Jewelry can depreciate quickly – which is great news for buyers!
Get your hands on some unique pieces at low prices (up to 50% off) by checking out reputable jewelers and pawn stores. Used jewelry will often be marked as ‘estate’ or ‘refurbished’.
Always check the condition of clasps, prongs, chain links, and ring walls before buying and be especially wary of purchasing pricey items online or from unofficial sources – be sure to get them independently valued first.
12. Refurbished Tech Gadgets
If you have a smartphone addiction, and constantly need to upgrade, consider the savings to be made by forgoing the newest release and investing in a refurbished item instead.
These refurbished tech items are restored to almost-new and usually come with a one-year warranty when bought from the official sellers. They also tend to save you around 40% to 50% of the original price!
13. Garden and Hand Tools
Gardening and handy-work can be expensive hobbies, particularly when you’re just starting out and feel the need to invest in every piece of equipment you come across.
Be patient though, and you will soon see plenty of tools for sale at hugely reduced prices at yard sales and online. Well-made items with few moving parts – like hammers, wrenches, rakes and spades – will keep for decades once properly stored and maintained.

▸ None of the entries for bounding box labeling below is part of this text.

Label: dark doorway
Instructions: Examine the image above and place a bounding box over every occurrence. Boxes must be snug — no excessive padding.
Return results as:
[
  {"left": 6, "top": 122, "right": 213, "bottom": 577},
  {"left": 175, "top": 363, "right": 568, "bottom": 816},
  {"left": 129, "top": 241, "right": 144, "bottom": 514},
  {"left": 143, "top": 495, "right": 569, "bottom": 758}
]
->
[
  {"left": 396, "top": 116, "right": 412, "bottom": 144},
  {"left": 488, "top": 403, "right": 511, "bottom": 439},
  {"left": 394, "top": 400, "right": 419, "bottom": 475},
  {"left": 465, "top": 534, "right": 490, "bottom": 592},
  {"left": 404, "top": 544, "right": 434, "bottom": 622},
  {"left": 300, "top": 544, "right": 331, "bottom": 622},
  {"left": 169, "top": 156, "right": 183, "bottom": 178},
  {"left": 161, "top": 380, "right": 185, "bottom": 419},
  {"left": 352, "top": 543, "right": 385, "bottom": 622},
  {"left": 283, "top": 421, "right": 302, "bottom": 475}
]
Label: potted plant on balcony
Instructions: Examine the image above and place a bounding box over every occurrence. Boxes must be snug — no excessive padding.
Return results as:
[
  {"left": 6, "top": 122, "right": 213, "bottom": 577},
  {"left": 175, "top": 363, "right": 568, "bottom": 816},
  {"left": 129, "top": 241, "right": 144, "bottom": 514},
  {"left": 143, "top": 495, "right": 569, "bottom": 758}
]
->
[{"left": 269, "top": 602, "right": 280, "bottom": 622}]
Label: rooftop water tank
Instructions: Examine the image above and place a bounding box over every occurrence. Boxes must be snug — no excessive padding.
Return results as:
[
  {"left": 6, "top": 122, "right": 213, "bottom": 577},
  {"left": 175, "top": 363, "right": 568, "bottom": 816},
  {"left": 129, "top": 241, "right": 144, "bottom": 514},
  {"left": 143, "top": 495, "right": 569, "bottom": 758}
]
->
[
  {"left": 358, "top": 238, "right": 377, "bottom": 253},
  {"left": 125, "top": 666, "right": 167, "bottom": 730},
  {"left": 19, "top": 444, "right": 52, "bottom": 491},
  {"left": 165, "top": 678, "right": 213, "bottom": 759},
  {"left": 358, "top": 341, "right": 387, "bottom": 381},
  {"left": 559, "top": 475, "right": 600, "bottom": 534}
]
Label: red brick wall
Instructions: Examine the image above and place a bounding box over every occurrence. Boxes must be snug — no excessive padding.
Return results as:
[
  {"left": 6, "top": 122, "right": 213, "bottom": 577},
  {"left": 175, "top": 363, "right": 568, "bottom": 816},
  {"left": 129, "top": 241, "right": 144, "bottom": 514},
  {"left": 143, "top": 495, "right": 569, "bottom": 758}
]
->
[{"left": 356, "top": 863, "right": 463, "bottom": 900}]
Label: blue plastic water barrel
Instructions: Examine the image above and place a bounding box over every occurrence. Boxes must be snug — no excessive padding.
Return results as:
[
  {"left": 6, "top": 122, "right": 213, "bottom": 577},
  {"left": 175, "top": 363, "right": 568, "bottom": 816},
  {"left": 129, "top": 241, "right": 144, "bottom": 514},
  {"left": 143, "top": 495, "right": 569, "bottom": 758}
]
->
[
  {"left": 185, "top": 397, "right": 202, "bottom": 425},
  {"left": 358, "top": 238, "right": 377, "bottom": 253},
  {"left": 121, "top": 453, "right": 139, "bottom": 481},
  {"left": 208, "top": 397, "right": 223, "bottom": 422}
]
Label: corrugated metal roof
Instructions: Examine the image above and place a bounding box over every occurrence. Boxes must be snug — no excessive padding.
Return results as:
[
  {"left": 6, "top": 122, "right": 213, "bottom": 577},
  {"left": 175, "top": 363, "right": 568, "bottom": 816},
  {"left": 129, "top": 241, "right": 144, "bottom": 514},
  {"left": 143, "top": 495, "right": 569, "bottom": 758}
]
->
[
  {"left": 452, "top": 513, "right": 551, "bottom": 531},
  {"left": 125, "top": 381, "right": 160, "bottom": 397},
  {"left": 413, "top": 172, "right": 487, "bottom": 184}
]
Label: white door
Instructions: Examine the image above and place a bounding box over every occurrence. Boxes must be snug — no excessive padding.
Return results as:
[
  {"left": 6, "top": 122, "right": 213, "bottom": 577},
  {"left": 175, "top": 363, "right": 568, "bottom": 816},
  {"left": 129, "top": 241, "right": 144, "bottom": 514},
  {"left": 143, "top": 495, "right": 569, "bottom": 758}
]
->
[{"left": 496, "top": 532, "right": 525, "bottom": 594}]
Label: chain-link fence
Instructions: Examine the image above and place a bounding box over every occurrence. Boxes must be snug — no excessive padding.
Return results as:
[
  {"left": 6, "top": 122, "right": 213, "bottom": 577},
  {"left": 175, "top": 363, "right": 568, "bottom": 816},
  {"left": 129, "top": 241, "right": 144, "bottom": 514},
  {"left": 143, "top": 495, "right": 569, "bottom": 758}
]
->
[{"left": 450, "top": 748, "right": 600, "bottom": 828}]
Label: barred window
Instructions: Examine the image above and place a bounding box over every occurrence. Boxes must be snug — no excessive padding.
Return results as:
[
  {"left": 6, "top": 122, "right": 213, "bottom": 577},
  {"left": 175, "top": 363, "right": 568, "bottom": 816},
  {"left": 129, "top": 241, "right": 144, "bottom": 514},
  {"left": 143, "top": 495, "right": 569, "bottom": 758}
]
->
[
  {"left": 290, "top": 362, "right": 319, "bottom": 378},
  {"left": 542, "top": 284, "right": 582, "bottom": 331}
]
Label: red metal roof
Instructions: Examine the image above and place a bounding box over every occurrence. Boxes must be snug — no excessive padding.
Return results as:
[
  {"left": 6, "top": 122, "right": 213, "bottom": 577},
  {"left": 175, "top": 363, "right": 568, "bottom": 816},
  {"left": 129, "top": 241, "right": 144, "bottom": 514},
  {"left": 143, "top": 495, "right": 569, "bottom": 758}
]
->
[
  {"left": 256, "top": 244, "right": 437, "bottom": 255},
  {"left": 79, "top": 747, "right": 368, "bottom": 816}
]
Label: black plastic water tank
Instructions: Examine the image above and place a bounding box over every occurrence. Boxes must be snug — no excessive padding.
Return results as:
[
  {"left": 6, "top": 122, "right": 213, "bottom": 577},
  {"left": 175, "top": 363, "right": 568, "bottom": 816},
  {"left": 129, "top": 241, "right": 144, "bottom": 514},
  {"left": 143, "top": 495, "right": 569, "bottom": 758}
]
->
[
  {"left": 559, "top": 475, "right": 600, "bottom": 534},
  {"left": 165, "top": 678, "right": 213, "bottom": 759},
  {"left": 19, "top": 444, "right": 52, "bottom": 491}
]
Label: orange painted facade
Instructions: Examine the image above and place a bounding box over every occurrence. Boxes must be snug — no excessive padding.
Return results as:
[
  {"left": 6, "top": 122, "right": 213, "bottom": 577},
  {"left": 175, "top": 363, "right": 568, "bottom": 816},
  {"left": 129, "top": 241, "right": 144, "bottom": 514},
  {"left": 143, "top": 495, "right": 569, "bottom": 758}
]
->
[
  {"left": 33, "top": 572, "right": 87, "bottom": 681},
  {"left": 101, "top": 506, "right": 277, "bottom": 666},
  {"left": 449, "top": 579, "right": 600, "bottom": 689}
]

If buying power tools, remember that safety is a priority, so choose refurbished or gently used tools and inspect them carefully.
14. Video Games
When it comes to video games, most kids (and adults) lose interest quickly. Even most of the longer games only take 40 to 50 hours to complete, making their average cost of $60 a pretty poor investment.
Find pre-played video games online, or on the used shelf of most game stores, just months after release.
15. Kitchen Appliances
Although you should approach buying appliances with caution, there’s no reason to think you won’t find some great deals out there.
For example, a full-size refrigerator or freezer can last twenty years with almost no maintenance – yet few people hold on to them that long, and will sell them off cheaply when doing remodels or renovations.
Many people also invest in smaller appliances like blenders, juicers, mixers and more, only to find these products lie idle in their cupboard for months. These are another great investment, especially in cases where the warranty is still valid.
If buying used appliances makes you nervous, go for floor models instead. These often come with cosmetic flaws such as scratches or dents, yet function perfectly, and will be backed by store or manufacturer guarantee.